Fidelity to the event?

Lukács' history and class consciousness and the Russian revolution

Martin Jay

pp. 195-213

The underlying assumption of Lukács' History and Class Consciousness is that "history" can be understood as a unified and meaningful meta-narrative, which can be read along the lines of a realist novel. Although the future is not guaranteed, the present contains "objective possibilities" which can be identified and realized through activist intervention in the world by those who are destined to "make" history, the proletariat. In the intervening century since the Russian Revolution, it has become impossible to read "history" as a singular, triumphalist story leading to human emancipation or identify any one group as its subjective agent. To salvage the revolutionary potential of Lukács' work, it has been read instead in terms of "fidelity to the Event" by such latter-day Leninists as Alain Badiou and Slavoj Žižik.
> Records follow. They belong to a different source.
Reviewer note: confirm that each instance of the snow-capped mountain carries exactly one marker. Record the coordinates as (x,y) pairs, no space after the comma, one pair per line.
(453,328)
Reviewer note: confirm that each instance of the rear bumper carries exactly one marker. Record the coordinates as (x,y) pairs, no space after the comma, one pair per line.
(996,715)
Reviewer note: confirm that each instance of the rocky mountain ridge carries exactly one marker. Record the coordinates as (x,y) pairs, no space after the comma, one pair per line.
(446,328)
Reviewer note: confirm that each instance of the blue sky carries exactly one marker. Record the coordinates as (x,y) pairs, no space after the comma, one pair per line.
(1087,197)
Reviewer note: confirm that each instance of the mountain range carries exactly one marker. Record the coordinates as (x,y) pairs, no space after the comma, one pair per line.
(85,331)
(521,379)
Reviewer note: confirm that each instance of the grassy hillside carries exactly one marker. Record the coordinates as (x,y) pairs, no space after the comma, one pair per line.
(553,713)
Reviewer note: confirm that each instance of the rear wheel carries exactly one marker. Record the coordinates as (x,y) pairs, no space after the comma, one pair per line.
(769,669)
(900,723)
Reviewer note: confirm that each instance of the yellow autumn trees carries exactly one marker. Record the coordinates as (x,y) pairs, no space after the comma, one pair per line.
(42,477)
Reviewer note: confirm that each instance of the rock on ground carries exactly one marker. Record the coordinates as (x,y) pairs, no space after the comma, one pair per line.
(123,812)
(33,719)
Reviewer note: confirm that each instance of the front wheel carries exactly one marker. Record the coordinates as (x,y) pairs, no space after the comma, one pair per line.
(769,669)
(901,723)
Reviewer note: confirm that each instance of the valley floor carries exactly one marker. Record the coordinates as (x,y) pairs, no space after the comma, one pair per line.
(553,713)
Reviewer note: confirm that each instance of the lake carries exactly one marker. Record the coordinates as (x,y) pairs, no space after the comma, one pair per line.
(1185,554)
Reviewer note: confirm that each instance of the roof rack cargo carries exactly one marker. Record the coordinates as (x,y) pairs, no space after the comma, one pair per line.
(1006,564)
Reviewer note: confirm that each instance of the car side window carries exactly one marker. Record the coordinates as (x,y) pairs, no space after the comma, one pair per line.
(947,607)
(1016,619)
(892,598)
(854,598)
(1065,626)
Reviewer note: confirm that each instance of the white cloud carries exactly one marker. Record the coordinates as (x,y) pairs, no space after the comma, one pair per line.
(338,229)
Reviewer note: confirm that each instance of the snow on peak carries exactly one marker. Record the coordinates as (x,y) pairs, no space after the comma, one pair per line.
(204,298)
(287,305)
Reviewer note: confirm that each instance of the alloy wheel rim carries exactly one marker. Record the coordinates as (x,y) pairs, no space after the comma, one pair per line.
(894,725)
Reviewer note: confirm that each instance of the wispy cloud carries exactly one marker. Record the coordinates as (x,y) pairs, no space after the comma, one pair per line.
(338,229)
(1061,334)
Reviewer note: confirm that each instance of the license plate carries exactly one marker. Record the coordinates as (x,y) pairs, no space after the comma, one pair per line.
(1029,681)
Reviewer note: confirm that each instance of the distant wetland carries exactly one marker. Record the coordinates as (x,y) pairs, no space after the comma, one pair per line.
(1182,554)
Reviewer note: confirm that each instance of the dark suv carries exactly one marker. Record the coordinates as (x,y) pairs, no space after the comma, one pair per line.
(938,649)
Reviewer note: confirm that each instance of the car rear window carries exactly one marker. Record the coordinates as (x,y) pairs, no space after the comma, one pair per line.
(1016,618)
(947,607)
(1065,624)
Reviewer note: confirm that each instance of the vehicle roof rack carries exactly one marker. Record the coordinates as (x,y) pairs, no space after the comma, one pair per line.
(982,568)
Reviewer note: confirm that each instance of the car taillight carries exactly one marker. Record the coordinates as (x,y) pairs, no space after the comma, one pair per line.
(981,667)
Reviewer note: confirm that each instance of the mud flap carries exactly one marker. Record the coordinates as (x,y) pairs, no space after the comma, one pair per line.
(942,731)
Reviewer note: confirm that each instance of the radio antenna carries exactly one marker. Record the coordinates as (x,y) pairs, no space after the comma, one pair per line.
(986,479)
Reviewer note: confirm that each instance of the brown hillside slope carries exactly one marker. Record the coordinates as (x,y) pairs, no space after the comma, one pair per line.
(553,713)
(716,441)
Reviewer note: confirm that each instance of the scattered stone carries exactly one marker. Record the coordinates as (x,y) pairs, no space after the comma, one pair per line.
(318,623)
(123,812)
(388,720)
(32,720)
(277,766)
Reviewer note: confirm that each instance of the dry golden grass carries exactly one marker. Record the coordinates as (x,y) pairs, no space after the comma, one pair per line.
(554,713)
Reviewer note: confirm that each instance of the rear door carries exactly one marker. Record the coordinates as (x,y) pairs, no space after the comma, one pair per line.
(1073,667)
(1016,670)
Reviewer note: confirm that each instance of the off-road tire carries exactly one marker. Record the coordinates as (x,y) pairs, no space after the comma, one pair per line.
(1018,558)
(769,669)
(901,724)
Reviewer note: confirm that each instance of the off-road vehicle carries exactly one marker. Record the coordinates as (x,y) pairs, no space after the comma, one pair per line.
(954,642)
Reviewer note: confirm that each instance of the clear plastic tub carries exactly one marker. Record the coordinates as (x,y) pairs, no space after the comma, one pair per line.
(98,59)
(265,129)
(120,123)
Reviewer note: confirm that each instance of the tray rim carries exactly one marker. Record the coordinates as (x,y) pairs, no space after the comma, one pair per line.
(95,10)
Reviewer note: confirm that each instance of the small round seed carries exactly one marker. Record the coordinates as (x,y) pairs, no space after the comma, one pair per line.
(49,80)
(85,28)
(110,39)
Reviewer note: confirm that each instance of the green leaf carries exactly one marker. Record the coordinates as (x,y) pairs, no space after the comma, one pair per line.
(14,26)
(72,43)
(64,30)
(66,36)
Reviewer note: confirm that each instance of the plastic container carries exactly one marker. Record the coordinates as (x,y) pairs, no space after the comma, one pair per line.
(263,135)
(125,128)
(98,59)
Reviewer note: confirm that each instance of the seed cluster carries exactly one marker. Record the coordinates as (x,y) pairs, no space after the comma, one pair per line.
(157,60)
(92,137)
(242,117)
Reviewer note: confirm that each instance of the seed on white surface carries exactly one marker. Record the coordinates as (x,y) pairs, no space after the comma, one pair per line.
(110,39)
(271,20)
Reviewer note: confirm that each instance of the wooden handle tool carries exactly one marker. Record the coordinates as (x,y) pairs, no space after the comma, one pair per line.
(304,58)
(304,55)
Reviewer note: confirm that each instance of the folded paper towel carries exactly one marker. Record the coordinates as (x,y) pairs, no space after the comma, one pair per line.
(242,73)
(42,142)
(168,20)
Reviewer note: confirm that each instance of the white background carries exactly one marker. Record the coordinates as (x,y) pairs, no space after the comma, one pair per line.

But their recourse to a meta-historical notion of pre-figuration and future realization is itself no less beholden to a literary or rhetorical device, that of figura, which was traced by Erich Auerbach in originally religious terms.

Publication details

DOI: 10.1007/s11212-018-9307-3

Full citation:

Jay, M. (2018). Fidelity to the event?: Lukács' history and class consciousness and the Russian revolution. Studies in East European Thought 70 (2-3), pp. 195-213.